FDA expands use of GlaxoSmithKline, Genmab's Arzerra to include first-line treatment of CLL

GlaxoSmithKline and Genmab announced that the FDA expanded approval for Arzerra (ofatumumab), in combination with chlorambucil, as a first-line treatment for patients with chronic lymphocytic leukaemia (CLL) who are unsuitable for fludarabine-based therapy. Genmab CEO Jan van de Winkel noted that Arzerra "is the only therapeutic CD20 antibody approved in combination with chlorambucil for first-line CLL and as a monotherapy for CLL refractory to fludarabine and alemtuzumab."

According to the companies, the FDA decision was based on data from the PHASE III COMPLEMENT I study involving 447 treatment-naïve patients with CLL for whom fludarabine-based therapy was deemed inappropriate. Patients were randomised to receive either Arzerra plus chlorambucil, or chlorambucil alone. Results demonstrated that median progression-free survival (PFS) was significantly improved among patients in the Arzerra group, who achieved PFS of 22.4 months, versus 13.1 months for those only administered chlorambucil.

GlaxoSmithKline and Genmab noted that with the exception of neutropaenia and leukopaenia, the overall rate of non-infusion-related reactions that were Grade 3 or higher in the Arzerra group was similar to chlorambucil alone.
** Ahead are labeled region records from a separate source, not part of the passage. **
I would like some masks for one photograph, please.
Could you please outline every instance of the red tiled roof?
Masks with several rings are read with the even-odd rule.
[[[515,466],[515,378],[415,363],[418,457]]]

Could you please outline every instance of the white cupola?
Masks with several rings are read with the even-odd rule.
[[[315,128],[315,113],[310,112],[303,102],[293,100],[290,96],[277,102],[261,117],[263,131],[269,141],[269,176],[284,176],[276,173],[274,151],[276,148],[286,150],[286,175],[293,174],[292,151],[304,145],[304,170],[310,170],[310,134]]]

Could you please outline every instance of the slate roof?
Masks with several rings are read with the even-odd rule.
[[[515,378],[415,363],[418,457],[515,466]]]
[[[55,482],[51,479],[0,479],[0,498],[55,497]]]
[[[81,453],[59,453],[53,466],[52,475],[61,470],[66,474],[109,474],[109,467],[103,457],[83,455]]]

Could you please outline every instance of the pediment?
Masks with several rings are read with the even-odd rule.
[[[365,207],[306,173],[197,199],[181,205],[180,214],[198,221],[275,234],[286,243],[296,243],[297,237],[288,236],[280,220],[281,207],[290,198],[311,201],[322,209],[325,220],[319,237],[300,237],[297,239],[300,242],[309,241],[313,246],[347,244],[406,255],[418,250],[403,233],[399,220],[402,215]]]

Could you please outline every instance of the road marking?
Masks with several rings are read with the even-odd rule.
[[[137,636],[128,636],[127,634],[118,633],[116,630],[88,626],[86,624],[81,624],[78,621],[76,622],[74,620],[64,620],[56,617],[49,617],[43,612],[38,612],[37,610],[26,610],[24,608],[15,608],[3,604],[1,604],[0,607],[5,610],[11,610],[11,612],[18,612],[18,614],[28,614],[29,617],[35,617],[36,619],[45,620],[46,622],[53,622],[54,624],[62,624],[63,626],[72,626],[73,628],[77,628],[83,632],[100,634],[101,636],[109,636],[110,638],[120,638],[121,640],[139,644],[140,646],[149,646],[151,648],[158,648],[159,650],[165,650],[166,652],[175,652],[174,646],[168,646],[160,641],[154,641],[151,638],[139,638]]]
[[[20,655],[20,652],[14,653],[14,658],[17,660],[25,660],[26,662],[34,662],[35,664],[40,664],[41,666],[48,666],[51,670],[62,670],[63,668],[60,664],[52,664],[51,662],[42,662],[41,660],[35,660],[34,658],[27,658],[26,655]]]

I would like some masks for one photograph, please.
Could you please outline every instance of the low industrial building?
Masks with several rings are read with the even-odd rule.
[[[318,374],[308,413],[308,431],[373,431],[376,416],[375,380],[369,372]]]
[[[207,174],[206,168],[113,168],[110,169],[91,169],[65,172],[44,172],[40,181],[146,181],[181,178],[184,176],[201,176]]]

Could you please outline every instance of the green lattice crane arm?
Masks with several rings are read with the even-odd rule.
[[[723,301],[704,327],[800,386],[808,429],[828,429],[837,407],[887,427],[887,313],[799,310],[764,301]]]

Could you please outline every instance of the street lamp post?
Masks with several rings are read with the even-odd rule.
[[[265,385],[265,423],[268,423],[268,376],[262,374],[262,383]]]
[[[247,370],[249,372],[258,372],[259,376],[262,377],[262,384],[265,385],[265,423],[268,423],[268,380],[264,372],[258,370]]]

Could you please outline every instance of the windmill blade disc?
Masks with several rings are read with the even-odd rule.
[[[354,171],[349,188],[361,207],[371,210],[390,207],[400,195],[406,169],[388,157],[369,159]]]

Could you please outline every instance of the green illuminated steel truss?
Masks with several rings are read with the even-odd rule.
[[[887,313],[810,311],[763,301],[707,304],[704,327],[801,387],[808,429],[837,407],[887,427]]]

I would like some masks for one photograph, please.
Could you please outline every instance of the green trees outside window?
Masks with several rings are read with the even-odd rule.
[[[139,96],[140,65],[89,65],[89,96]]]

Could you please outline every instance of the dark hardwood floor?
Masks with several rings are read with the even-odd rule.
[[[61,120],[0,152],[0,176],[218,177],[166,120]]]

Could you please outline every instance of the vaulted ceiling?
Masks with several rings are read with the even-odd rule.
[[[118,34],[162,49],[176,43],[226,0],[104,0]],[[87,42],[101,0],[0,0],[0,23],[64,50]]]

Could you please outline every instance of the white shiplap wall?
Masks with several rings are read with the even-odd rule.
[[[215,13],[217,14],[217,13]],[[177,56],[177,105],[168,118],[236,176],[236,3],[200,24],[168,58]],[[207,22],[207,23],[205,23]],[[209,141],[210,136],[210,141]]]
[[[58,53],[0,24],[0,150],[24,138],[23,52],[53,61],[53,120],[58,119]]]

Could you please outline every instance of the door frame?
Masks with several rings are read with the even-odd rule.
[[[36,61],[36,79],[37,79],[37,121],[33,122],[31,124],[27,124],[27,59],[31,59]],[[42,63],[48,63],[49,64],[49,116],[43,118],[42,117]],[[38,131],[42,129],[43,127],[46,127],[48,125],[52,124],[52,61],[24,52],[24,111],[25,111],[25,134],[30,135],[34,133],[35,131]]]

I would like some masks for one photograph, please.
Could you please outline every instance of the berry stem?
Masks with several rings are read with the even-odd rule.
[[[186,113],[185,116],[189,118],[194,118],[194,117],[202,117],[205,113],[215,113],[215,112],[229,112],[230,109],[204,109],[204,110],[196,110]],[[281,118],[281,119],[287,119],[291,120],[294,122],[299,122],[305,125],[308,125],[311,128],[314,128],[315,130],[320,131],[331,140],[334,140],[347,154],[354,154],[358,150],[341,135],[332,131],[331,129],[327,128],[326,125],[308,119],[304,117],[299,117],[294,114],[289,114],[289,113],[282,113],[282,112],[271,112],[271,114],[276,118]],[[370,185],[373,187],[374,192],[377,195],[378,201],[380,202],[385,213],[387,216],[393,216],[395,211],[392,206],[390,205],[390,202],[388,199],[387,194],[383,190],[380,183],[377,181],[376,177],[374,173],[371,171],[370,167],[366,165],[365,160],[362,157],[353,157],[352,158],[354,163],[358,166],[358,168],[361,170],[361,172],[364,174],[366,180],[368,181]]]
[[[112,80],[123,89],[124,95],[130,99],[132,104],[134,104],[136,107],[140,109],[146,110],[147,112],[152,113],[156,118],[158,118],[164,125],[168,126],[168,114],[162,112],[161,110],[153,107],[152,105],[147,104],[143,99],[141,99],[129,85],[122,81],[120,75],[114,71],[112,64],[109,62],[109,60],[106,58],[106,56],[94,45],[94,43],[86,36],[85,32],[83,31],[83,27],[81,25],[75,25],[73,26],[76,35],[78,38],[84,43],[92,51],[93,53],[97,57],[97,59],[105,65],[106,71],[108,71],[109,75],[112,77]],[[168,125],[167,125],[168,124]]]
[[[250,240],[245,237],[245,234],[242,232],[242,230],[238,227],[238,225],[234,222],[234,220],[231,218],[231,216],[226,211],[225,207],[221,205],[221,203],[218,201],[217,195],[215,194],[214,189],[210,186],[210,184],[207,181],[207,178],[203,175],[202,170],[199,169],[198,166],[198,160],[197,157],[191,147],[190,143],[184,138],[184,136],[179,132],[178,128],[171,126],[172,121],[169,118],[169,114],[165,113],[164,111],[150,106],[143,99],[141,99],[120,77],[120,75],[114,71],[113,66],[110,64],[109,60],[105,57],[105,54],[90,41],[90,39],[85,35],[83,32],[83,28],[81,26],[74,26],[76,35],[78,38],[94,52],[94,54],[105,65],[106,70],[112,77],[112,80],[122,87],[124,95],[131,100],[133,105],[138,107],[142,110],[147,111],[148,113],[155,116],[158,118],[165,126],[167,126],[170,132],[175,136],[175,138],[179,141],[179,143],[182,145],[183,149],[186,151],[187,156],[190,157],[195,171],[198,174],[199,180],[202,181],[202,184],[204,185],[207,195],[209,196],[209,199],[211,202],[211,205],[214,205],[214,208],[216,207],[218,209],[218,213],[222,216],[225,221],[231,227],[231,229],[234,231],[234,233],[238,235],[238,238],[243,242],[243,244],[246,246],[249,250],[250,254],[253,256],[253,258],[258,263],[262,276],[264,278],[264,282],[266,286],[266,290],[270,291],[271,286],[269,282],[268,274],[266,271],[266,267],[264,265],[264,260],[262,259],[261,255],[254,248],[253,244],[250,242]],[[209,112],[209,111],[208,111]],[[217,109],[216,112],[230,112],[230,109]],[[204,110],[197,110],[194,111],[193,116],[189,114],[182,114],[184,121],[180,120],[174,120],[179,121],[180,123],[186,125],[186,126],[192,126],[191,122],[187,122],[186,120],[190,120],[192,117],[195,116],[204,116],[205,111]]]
Meanwhile, infusion reactions (IRs) were observed in 67 percent of patients in the combination treatment arm, and the companies noted that 10 percent of IRs were Grade 3 or greater.

The application for expanded approval of Arzerra was evaluated by the US regulator under a priority review designation. The companies filed an EU application last October to market Arzerra in combination with an alkylator-based therapy for first-line use in the same patient population.